Si è mosso per fondare “Insieme per il futuro”: già avrebbe in tasca il sì di oltre 60 parlamentari pentastellati, tra deputati e senatori. In questo caso, forse, inciderebbe anche il secco no di Grillo ad autorizzare un terzo mandato parlamentare (molti cinquestelle, come lo stesso Di Maio, già hanno raggiunto il limite di due legislature).
Costruirà “Insieme per il futuro” partendo «dagli amministratori locali». E qui il pensiero corre in primo luogo a Beppe Sala, proprio il sindaco di Milano artefice della rinascita del capoluogo lombardo e indicato in pista per creare un nuovo partito draghiano, centrista, riformista. Un progetto che coinvolgerebbe anche Calenda, Renzi, Emma Bonino. Probabilmente potrebbe allargarsi anche ad Enrico Letta, a settori di Forza Italia e della Lega in rotta con Salvini. C’è tutto un mondo centrista, liberaldemocratico e liberalsocialista, in fibrillazione. Bobo Craxi ha annunciato: «Il Partito Socialista è pronto ad ospitare Di Maio».

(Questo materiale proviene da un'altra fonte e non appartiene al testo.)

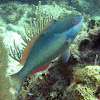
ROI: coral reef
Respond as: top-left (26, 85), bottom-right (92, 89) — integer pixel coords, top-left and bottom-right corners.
top-left (0, 0), bottom-right (100, 100)
top-left (73, 66), bottom-right (100, 100)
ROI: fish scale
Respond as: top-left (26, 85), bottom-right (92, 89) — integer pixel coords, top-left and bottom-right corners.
top-left (10, 14), bottom-right (83, 92)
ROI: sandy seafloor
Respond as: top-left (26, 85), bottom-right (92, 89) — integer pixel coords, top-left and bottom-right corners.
top-left (0, 0), bottom-right (100, 100)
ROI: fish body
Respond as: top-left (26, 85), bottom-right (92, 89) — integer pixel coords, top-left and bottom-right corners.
top-left (11, 15), bottom-right (83, 92)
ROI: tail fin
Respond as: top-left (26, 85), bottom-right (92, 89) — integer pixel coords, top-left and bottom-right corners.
top-left (10, 73), bottom-right (23, 93)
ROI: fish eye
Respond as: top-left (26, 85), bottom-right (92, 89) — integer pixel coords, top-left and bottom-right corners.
top-left (72, 19), bottom-right (76, 24)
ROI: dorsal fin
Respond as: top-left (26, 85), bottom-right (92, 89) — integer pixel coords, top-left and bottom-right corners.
top-left (20, 19), bottom-right (56, 64)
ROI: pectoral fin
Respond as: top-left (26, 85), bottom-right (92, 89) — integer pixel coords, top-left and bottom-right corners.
top-left (61, 49), bottom-right (70, 63)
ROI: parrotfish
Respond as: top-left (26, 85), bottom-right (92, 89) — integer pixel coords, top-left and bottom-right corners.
top-left (10, 14), bottom-right (83, 92)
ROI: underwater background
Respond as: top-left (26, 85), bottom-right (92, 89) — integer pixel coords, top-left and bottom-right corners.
top-left (0, 0), bottom-right (100, 100)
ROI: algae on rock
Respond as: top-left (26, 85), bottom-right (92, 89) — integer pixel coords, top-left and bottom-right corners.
top-left (73, 66), bottom-right (100, 100)
top-left (0, 37), bottom-right (13, 100)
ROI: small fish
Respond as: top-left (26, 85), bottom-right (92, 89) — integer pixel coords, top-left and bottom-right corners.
top-left (10, 15), bottom-right (83, 92)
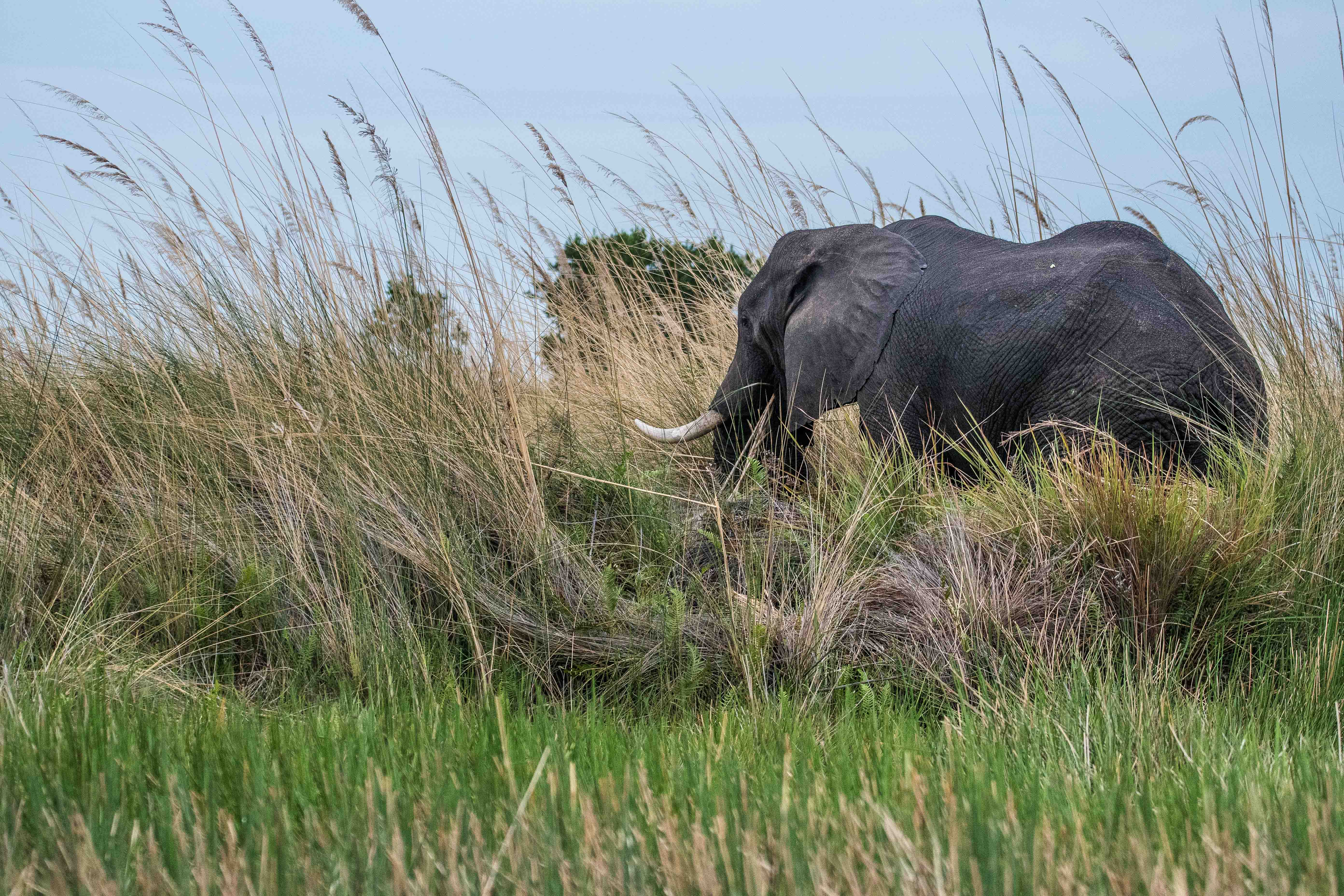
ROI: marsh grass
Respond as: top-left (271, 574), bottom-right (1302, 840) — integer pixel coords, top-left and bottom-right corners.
top-left (0, 3), bottom-right (1344, 893)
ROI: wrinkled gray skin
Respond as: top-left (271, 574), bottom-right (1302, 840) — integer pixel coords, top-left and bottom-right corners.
top-left (710, 215), bottom-right (1265, 476)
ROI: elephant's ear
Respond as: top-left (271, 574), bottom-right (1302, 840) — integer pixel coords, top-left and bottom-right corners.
top-left (782, 224), bottom-right (927, 430)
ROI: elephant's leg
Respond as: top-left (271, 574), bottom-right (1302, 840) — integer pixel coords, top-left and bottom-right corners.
top-left (859, 398), bottom-right (934, 470)
top-left (773, 423), bottom-right (812, 480)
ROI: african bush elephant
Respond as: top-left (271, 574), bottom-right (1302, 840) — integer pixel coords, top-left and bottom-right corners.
top-left (636, 215), bottom-right (1265, 476)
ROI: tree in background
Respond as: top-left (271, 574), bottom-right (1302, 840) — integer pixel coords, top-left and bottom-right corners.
top-left (533, 228), bottom-right (761, 369)
top-left (364, 274), bottom-right (468, 356)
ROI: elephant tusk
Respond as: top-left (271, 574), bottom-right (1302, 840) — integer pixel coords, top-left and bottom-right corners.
top-left (634, 411), bottom-right (724, 442)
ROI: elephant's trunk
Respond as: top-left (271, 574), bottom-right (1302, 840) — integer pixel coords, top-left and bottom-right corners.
top-left (634, 411), bottom-right (726, 442)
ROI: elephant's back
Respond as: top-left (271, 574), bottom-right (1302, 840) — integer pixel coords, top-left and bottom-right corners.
top-left (891, 218), bottom-right (1263, 441)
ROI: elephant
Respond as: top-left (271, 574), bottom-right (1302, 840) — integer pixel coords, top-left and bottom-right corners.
top-left (636, 215), bottom-right (1266, 478)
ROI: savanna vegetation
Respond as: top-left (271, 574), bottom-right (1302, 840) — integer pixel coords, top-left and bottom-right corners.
top-left (0, 0), bottom-right (1344, 895)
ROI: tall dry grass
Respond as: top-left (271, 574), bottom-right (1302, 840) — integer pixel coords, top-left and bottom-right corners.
top-left (0, 3), bottom-right (1344, 711)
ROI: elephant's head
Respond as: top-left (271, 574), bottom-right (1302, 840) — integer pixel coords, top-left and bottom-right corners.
top-left (634, 224), bottom-right (925, 470)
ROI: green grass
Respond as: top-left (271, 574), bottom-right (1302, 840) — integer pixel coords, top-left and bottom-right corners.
top-left (0, 0), bottom-right (1344, 896)
top-left (8, 666), bottom-right (1344, 893)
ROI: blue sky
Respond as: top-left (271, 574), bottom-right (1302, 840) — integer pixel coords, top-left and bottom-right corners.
top-left (0, 0), bottom-right (1344, 246)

Di Maio dovrà fare i conti con molti nemici dentro e fuori il M5S. Alessandro Di Battista, suo vecchio amico, l’altro giovane delfino di Grillo di un tempo, ha lasciato i cinquestelle contestando la scelta di entrare nel governo Draghi. Ha attaccato continuamente l’esecutivo di unità nazionale guidato dal tecnico Draghi: è «un ignobile tradimento» l’aver accettato di governare «con tutti» solo per «portare a casa comode poltrone». I militanti grillini sono scatenati su Internet. In tanti lanciano l’accusa di “traditore” a Di Maio.
Sarà un caso ma la scissione del M5S scatta a meno di un anno dalle prossime elezioni politiche del 2023. Certo il nome “Insieme per il futuro” ha una qualche assonanza con “Futuro e libertà”, il partito fondato da Gianfranco Fini nel 2010 dopo la scissione del Pdl guidato da Silvio Berlusconi. Non fu una impresa di successo. “Futuro e libertà” subì un flop pauroso nelle elezioni politiche del 2013.